Lisboa - Para obviar a conflitos internos o MPLA poderá sentir-se tentado a repetir os 82% de 2008, mas de pouco servirá para reforçar uma legitimidade política ameaçada por um vazio ideológico que não tem como esconder actos de rapina oligárquica. José Eduardo dos Santos precisa de assegurar a imunidade e património da família e correligionários mais chegados na hora da sucessão, mas a empreitada mostra-se difícil.


Fonte: Jornaldenegocios.pt

Boris Ieltsin confrontou-se com esse problema e se o sucessor escolhido em 1999 salvaguardou os interesses da parentela presidencial já dificilmente se poderá dizer que Vladimir Putin tenha sido complacente com boa parte da oligarquia ligada ao antecessor.

Em qualquer regime oligárquico - independentemente das manias e fobias da elite, das tradições políticas e idiossincrasias clânicas - é impossível garantir uma transição de poder sem fazer rolar cabeças.

Zé Dú – o líder do MPLA, algo diferente do Dos Santos dos "media" estrangeiros -- tem-se revelado implacável na promoção e defenestração de putativos sucessores, reservando exclusivamente para si o centro da teia do poder.

O presidente deixou cair, entre outros, Marcolino Mouco, João Lourenço ou Fernando Nandó e promove agora Manuel Vicente, mas as intrigas no Futungo de Belas dão prova sobretudo de instabilidade institucional.

A "Moody’s" e a "Standard & Poor’s" nas notações de crédito da dívida angolana emitidas este mês destacam a chamada "fraqueza institucional" como factor de incerteza.

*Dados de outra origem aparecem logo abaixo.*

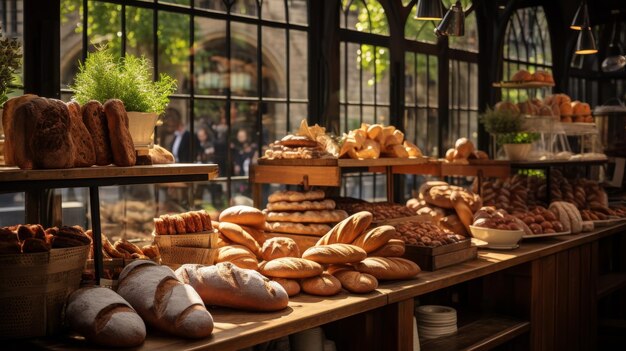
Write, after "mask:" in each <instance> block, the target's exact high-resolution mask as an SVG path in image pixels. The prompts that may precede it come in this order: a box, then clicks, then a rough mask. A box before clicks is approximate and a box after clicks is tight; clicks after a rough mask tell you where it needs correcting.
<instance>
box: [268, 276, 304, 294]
mask: <svg viewBox="0 0 626 351" xmlns="http://www.w3.org/2000/svg"><path fill="white" fill-rule="evenodd" d="M272 280H273V281H275V282H277V283H278V284H280V286H282V287H283V289H285V291H286V292H287V295H289V297H292V296H295V295H298V294H299V293H300V284H299V283H298V281H297V280H294V279H286V278H273V279H272Z"/></svg>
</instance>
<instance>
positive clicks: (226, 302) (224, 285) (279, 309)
mask: <svg viewBox="0 0 626 351" xmlns="http://www.w3.org/2000/svg"><path fill="white" fill-rule="evenodd" d="M176 276H177V277H178V278H179V279H180V280H181V281H183V282H185V283H188V284H190V285H191V286H193V288H194V289H196V291H197V292H198V294H199V295H200V296H201V297H202V301H204V303H205V304H206V305H207V306H209V305H212V306H223V307H231V308H237V309H243V310H250V311H278V310H282V309H284V308H285V307H287V304H288V303H289V296H288V295H287V292H286V291H285V289H283V287H282V286H281V285H280V284H278V283H276V282H274V281H271V280H269V279H267V278H266V277H264V276H262V275H261V274H260V273H258V272H256V271H253V270H250V269H241V268H239V267H237V266H235V265H234V264H232V263H230V262H222V263H218V264H216V265H214V266H202V265H197V264H184V265H182V266H180V268H178V269H177V270H176Z"/></svg>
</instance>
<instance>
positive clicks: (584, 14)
mask: <svg viewBox="0 0 626 351" xmlns="http://www.w3.org/2000/svg"><path fill="white" fill-rule="evenodd" d="M585 23H589V12H588V10H587V2H586V1H584V0H583V1H582V2H581V3H580V6H578V10H576V14H574V19H573V20H572V24H570V26H569V27H570V29H573V30H582V29H583V28H584V25H585Z"/></svg>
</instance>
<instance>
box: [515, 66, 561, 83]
mask: <svg viewBox="0 0 626 351" xmlns="http://www.w3.org/2000/svg"><path fill="white" fill-rule="evenodd" d="M510 81H511V82H515V83H528V82H537V83H546V84H554V77H552V74H551V73H550V72H547V71H542V70H537V71H535V72H534V73H530V72H529V71H527V70H525V69H520V70H519V71H517V72H515V74H513V76H512V77H511V80H510Z"/></svg>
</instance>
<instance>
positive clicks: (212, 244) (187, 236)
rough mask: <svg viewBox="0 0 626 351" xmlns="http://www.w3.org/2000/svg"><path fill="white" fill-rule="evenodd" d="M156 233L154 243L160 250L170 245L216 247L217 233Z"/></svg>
mask: <svg viewBox="0 0 626 351" xmlns="http://www.w3.org/2000/svg"><path fill="white" fill-rule="evenodd" d="M153 235H154V243H155V244H156V245H157V246H158V248H159V252H161V251H162V250H163V249H164V248H170V247H196V248H203V249H210V248H213V247H215V243H216V240H217V236H218V235H217V233H215V232H199V233H193V234H176V235H156V234H153Z"/></svg>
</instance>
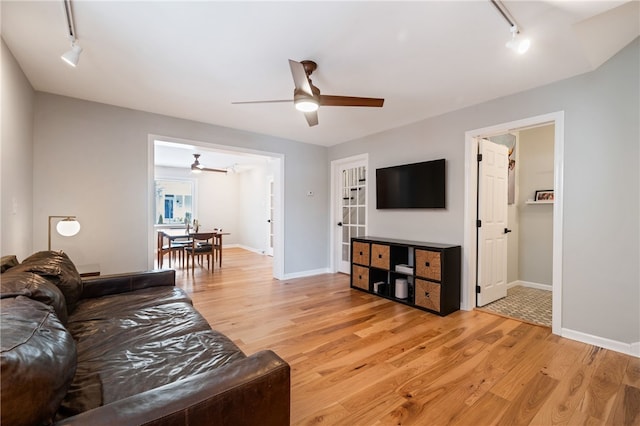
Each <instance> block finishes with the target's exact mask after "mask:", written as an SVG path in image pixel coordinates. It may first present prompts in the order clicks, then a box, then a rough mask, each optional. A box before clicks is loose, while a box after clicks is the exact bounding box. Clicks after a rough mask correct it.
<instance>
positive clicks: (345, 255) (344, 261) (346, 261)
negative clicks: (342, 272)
mask: <svg viewBox="0 0 640 426" xmlns="http://www.w3.org/2000/svg"><path fill="white" fill-rule="evenodd" d="M349 260H350V259H349V245H347V244H342V261H343V262H348V261H349Z"/></svg>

A cleptocracia do petróleo

Presidente desde 1979, Santos tem consagrada a reeleição por mais cinco anos através da maioria simples ao alcance do seu partido nas eleições para a Assembleia Nacional nos termos da revisão constitucional de 2010.

A concentração presidencial dos poderes fulcrais do estado é indissociável do controlo ao mais alto nível dos principais nós da rede de patrocínio e locupletação que condiciona a economia angolana.

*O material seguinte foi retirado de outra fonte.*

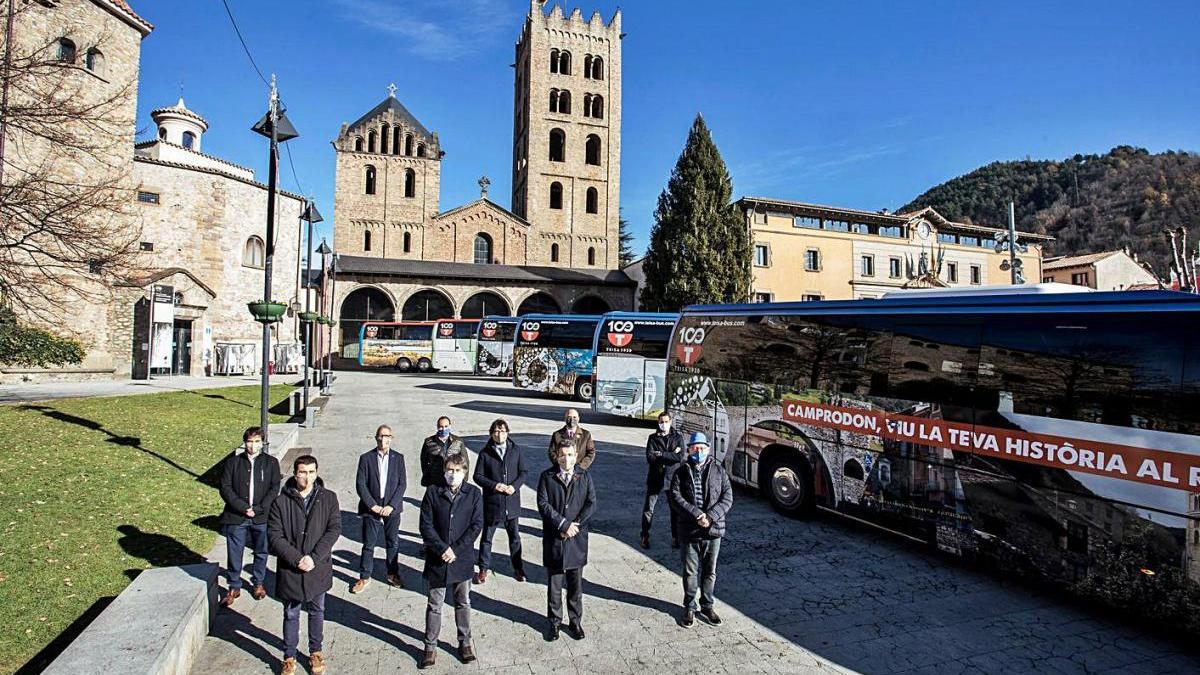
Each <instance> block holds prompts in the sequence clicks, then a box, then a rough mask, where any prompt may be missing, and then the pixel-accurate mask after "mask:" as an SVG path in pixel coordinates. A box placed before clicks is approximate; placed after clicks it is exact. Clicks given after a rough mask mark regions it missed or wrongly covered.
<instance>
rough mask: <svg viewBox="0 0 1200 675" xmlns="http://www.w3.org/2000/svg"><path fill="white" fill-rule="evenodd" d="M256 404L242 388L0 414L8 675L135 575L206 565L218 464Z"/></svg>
mask: <svg viewBox="0 0 1200 675" xmlns="http://www.w3.org/2000/svg"><path fill="white" fill-rule="evenodd" d="M290 389H292V388H290V387H288V386H275V387H272V388H271V400H272V401H281V400H283V399H286V398H287V394H288V392H289V390H290ZM258 401H259V389H258V387H234V388H228V389H204V390H198V392H179V393H169V394H149V395H137V396H121V398H103V399H68V400H59V401H46V402H40V404H26V405H14V406H0V448H2V452H0V674H6V673H12V671H13V670H16V669H17V668H19V667H20V665H22V664H24V663H26V662H28V661H29V659H30V658H32V657H34V656H35V655H37V653H38V652H40V651H41V650H42V649H43V647H46V646H47V645H48V644H49V643H50V641H52V640H54V639H55V638H56V637H58V635H59V634H60V633H62V631H64V629H65V628H67V627H68V626H71V623H72V622H74V621H76V620H77V619H79V617H80V615H83V614H84V613H86V611H88V610H89V608H92V607H94V604H95V603H96V602H97V601H101V599H102V598H110V597H113V596H115V595H118V593H120V592H121V590H122V589H125V586H126V585H127V584H128V583H130V579H131V578H132V577H133V575H136V574H137V572H138V571H140V569H145V568H148V567H156V566H164V565H179V563H185V562H191V561H198V560H199V558H200V557H203V555H204V554H206V552H208V550H209V549H210V548H211V546H212V543H214V540H215V537H216V533H215V532H214V530H212V527H215V519H214V518H212V516H215V515H216V514H218V513H221V497H220V496H218V495H217V491H216V489H215V488H212V486H211V485H215V483H216V477H217V473H216V471H217V466H216V465H217V464H218V462H220V460H221V459H222V458H223V456H224V455H226V454H227V453H229V452H230V449H233V448H234V447H235V446H236V444H238V443H240V442H241V432H242V430H244V429H245V428H247V426H251V425H256V424H258V420H259V411H258ZM283 420H284V418H283V416H272V417H271V422H283Z"/></svg>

Altíssimos níveis de corrupção – a "Transparency International" coloca Angola em 168.º lugar entre 183 países no "Índice de Percepção de Corrupção" – aumentam custos de exploração e agravam a ineficiência e disfunções económicas no consenso de todos os estudos realizados por organizações internacionais.

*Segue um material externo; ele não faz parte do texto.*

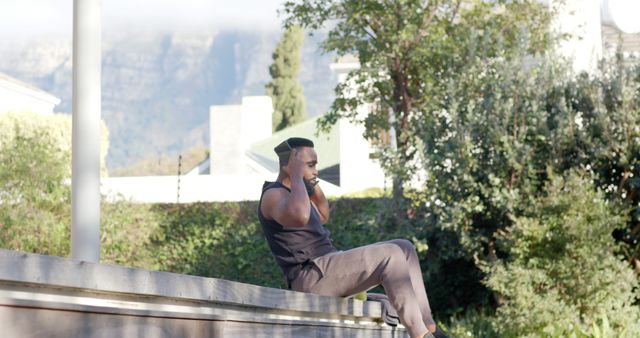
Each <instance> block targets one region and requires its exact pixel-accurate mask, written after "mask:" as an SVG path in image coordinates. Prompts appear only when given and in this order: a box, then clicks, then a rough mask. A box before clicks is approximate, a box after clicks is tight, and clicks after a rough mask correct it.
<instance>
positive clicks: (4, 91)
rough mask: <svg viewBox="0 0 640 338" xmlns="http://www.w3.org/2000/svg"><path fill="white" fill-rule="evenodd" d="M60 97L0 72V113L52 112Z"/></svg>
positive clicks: (49, 112) (47, 113)
mask: <svg viewBox="0 0 640 338" xmlns="http://www.w3.org/2000/svg"><path fill="white" fill-rule="evenodd" d="M59 103H60V99H59V98H57V97H55V96H53V95H51V94H49V93H47V92H45V91H43V90H40V89H38V88H36V87H34V86H32V85H30V84H27V83H24V82H22V81H19V80H17V79H14V78H12V77H10V76H8V75H6V74H3V73H0V113H6V112H34V113H40V114H53V108H54V107H55V106H56V105H58V104H59Z"/></svg>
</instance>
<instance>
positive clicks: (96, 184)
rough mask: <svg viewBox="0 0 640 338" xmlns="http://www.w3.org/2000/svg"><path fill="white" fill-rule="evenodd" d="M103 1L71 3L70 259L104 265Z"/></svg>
mask: <svg viewBox="0 0 640 338" xmlns="http://www.w3.org/2000/svg"><path fill="white" fill-rule="evenodd" d="M100 11H101V0H74V1H73V119H72V121H73V122H72V124H73V127H72V129H73V134H72V151H71V158H72V160H71V161H72V173H71V203H72V206H71V257H72V258H73V259H77V260H84V261H89V262H98V261H99V260H100V103H101V98H100V72H101V69H100V68H101V57H100V54H101V27H100V26H101V20H100V16H101V14H100Z"/></svg>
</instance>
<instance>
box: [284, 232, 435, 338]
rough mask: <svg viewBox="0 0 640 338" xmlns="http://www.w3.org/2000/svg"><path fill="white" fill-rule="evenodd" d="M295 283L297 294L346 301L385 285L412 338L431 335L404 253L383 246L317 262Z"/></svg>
mask: <svg viewBox="0 0 640 338" xmlns="http://www.w3.org/2000/svg"><path fill="white" fill-rule="evenodd" d="M314 263H315V264H316V266H317V268H316V267H311V268H307V269H304V270H303V271H302V272H301V273H300V276H299V277H298V278H297V279H296V280H294V281H293V283H292V288H293V289H294V290H296V291H303V292H311V293H315V294H320V295H325V296H338V297H347V296H352V295H355V294H357V293H358V292H362V291H366V290H369V289H371V288H373V287H375V286H376V285H380V284H382V286H383V287H384V289H385V292H386V293H387V295H388V296H389V300H390V301H391V304H393V306H394V307H395V308H396V310H397V311H398V315H399V316H400V321H401V322H402V324H403V325H404V326H405V327H406V328H407V330H409V334H410V336H411V337H412V338H417V337H420V338H421V337H422V336H423V335H424V334H426V333H427V332H428V330H427V327H426V325H425V323H424V320H423V318H422V317H423V314H422V310H421V309H420V304H419V302H418V296H417V295H416V294H415V292H414V287H413V284H412V277H411V271H410V268H409V264H407V259H406V254H405V252H404V251H403V249H402V248H401V247H400V246H399V245H397V244H394V243H389V242H383V243H376V244H372V245H367V246H364V247H359V248H355V249H352V250H348V251H344V252H336V253H331V254H328V255H325V256H322V257H318V258H316V259H314Z"/></svg>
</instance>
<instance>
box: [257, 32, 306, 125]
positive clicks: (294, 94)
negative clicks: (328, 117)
mask: <svg viewBox="0 0 640 338" xmlns="http://www.w3.org/2000/svg"><path fill="white" fill-rule="evenodd" d="M303 41H304V30H303V29H302V28H301V27H299V26H292V27H290V28H288V29H287V30H286V31H285V32H284V34H283V36H282V39H281V40H280V42H278V45H277V46H276V50H275V51H274V52H273V63H272V64H271V66H270V67H269V73H270V74H271V82H269V83H268V84H267V85H266V89H267V95H269V96H271V98H272V99H273V130H274V131H278V130H281V129H284V128H286V127H289V126H291V125H294V124H296V123H299V122H302V121H304V120H305V119H306V118H307V113H306V110H305V103H304V95H303V93H302V85H301V84H300V81H298V79H297V76H298V72H299V71H300V49H301V47H302V43H303Z"/></svg>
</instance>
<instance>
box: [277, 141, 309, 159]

Os abusos nas concessões de petróleo e diamantes e a opacidade da Conta Geral do Estado têm criado problemas nas relações entre Luanda e o FMI e levantado problemas às empresas estrangeiras abrangidas por diversa legislação anti-corrupção.

Luanda continuará dependente do petróleo, que representa 97% das exportações e três quartos das receitas do orçamento, e o controlo dessas rendas manter-se-á vital para a elite do poder tanto mais que Angola espera poder vir a ultrapassar a Nigéria como maior produtor africano saltando dos 1,6 milhões de barris/dia de 2011 para 3,5 milhões no final da década.

Angola tem uma dívida pública equivalente a 31,5% do PIB e as significativas reservas em divisas (32,5 mil milhões de USD em Junho) podem absorver choques imediatos nas flutuações do preços dos hidrocarbonetos, mas a diversificação económica tarda.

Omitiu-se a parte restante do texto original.